空白はエンドロールのままで

「柊 雪乃 海辺のソラネル 感想」

 Enterキーを押すと、画面には無数のテキストが洪水のように溢れ出した。

 書評ブログ、ニュースサイト、個人のSNSアカウント……そのほとんどが、最大級の賛辞で埋め尽くされていた。

 「天才」「魂を揺さぶる」「今年最高傑作」――。それらの言葉を、僕は食い入るように目で追った。

 感嘆と、畏敬。そして、どうしようもない疎外感と、焦り。中には、ごく少数だが、批判的な意見や、あるいは「期待外れだった」という声も混じっていた。
 僕は、無意識のうちに、そうした否定的な言葉を探している自分に気づき、吐き気を覚えた。
 読んでもいないくせに。 スマートフォンのブルーライトだけが頼りの薄暗い部屋で、深く息をつく。冷蔵庫から、ほとんど習慣のように缶コーヒーを取り出す。

 ブラックの、苦い液体。プルタブを開ける乾いた音が、静寂に響いた。 コーヒーを一口飲む。
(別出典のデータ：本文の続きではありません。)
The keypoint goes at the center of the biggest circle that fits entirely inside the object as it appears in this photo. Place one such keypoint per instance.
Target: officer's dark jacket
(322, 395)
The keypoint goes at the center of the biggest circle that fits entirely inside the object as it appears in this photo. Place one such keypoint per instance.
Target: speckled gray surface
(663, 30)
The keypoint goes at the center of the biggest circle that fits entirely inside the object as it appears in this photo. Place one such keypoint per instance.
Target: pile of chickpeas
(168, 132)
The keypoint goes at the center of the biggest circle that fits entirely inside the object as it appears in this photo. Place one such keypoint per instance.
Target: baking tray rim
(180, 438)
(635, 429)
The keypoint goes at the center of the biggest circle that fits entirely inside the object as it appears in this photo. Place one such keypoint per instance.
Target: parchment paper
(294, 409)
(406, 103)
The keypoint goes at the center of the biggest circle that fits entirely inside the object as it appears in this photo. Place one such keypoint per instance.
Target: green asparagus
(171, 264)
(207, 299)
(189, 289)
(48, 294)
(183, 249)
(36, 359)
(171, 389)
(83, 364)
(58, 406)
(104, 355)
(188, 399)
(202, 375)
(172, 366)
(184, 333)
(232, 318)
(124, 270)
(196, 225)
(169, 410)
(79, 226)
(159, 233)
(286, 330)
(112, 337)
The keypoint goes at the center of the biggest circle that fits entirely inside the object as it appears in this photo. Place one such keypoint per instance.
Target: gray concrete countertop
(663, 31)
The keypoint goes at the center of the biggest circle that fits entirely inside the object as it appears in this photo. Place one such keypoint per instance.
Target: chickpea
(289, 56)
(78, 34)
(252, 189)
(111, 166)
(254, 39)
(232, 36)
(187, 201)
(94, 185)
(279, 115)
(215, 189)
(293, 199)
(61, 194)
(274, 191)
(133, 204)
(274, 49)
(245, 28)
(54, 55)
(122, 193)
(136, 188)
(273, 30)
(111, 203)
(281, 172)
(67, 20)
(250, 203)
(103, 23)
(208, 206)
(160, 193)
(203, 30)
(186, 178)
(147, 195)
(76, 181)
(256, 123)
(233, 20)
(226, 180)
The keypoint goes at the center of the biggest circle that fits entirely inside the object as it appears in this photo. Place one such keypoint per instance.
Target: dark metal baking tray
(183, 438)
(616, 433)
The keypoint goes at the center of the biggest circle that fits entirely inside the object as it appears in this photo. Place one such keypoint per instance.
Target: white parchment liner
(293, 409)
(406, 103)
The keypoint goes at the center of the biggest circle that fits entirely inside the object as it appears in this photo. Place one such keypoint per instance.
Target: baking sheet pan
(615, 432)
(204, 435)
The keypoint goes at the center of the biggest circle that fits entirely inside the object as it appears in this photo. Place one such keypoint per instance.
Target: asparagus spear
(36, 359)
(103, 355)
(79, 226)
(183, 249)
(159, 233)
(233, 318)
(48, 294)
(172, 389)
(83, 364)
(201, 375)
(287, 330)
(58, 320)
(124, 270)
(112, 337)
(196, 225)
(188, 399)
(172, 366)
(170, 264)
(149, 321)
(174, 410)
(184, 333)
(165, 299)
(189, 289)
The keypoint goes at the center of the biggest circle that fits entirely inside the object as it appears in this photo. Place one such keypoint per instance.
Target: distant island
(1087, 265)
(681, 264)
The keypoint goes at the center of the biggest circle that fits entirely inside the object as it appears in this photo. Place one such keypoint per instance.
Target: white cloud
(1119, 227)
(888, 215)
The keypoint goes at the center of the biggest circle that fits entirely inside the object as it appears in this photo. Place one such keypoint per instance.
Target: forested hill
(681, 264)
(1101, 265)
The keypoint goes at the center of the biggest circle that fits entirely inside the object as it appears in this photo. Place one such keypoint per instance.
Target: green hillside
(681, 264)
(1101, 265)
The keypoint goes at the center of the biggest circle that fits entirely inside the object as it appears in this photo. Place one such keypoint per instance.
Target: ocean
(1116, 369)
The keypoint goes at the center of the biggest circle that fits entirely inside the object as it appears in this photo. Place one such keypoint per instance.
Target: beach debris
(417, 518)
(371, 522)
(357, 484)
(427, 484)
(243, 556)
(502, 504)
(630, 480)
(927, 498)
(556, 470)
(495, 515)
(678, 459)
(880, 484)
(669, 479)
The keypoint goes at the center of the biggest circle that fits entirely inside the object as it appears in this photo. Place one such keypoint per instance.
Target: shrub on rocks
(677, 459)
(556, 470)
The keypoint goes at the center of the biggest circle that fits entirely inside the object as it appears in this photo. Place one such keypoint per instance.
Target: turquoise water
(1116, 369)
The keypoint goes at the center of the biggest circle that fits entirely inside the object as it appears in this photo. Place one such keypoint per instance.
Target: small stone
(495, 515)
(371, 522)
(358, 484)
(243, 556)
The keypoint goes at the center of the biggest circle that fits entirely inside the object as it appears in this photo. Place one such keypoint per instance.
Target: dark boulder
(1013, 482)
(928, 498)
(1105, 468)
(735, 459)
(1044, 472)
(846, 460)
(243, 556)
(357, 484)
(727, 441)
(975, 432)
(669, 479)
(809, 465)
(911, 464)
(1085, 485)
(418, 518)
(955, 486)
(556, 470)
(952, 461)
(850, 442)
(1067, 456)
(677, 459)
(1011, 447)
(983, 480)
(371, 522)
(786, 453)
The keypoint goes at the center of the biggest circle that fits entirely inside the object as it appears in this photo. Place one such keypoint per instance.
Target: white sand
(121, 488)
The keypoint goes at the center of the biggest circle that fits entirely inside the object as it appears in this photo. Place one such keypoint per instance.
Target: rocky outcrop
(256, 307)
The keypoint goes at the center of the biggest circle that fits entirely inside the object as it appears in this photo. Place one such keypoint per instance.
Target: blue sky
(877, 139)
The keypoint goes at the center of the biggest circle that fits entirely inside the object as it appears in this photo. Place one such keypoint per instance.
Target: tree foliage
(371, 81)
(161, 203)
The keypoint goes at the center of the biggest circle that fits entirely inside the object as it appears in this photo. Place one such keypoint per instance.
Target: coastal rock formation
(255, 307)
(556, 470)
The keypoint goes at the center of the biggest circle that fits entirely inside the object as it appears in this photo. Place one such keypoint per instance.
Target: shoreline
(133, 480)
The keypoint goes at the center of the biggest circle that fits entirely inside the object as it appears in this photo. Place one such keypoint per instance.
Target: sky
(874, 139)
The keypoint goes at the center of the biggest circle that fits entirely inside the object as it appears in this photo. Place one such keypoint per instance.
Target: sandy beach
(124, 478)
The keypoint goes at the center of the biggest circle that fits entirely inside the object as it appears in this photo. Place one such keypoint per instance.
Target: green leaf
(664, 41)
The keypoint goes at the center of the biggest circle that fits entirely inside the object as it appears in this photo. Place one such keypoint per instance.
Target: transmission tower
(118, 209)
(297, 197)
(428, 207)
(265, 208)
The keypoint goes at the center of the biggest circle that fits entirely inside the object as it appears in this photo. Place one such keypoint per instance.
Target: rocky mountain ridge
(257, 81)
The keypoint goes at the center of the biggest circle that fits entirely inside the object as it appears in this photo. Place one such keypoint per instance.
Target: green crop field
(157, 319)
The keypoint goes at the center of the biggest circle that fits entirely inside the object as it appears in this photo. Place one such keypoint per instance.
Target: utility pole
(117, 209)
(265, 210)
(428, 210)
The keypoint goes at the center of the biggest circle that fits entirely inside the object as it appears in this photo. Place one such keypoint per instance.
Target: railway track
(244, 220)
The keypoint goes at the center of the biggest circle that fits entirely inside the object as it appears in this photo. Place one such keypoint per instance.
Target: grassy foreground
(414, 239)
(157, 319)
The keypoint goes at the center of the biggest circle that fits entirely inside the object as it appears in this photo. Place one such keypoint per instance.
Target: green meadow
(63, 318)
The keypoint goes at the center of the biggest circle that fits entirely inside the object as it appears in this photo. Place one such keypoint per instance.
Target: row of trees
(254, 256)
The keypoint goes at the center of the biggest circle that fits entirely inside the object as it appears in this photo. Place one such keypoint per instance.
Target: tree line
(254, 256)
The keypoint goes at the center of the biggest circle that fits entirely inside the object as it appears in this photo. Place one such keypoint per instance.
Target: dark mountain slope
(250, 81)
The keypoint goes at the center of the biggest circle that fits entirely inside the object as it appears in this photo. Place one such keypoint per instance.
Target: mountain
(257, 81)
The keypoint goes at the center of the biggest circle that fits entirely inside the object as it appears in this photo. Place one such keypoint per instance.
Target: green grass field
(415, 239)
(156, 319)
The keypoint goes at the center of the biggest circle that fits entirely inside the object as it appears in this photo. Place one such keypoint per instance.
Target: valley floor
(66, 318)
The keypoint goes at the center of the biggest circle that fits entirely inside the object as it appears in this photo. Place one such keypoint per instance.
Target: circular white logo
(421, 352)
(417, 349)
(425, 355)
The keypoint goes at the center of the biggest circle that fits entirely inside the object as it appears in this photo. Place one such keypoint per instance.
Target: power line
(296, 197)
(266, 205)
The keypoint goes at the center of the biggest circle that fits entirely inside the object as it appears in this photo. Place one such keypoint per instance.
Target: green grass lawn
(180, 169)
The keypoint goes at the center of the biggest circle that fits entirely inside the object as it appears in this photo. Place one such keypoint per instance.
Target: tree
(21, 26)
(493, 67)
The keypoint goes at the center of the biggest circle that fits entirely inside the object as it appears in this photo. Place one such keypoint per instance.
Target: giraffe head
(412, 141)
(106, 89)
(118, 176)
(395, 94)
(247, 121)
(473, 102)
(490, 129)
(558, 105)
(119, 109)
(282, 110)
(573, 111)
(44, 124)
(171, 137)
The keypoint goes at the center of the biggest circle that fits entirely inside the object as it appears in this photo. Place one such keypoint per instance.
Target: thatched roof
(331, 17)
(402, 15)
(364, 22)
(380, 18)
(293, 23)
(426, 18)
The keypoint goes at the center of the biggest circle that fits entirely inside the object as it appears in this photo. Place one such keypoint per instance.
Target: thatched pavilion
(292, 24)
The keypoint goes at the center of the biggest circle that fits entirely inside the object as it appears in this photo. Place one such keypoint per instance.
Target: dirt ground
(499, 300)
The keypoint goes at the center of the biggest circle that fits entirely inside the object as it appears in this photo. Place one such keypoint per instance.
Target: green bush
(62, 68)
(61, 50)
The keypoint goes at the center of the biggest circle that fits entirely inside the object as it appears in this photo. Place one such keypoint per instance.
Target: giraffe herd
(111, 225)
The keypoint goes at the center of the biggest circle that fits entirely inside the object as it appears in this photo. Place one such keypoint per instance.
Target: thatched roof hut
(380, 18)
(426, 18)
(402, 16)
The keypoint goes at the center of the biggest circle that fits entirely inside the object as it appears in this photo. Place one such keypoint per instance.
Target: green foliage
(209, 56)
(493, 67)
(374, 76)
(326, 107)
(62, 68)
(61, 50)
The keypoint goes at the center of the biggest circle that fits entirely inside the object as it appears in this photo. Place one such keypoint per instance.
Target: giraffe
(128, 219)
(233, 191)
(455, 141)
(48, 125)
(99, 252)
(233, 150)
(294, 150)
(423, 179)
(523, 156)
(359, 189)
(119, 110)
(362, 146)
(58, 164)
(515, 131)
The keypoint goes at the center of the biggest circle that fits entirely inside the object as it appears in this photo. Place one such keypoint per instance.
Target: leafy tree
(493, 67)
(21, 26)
その苦さが、妙に思考をクリアにした気がした。 僕は、再びパソコンに向き合う。そして、何かを決意したように、キーボードに指を置いた。

 カタカタ、カタカタ……。

 静かな部屋に、規則的なタイピングの音だけが響き始める。画面に何が映し出されているのか、彼がどんな言葉を紡ぎ出しているのか、それはまだ誰にも分からない。

 ただ、彼の指先は、迷いなく、そして止まることなく、何かを生み出し続けていた。それは、長い間止まっていた彼の時間が、ようやく動き出した証のように、暗闇の中で確かな熱を帯びていた――。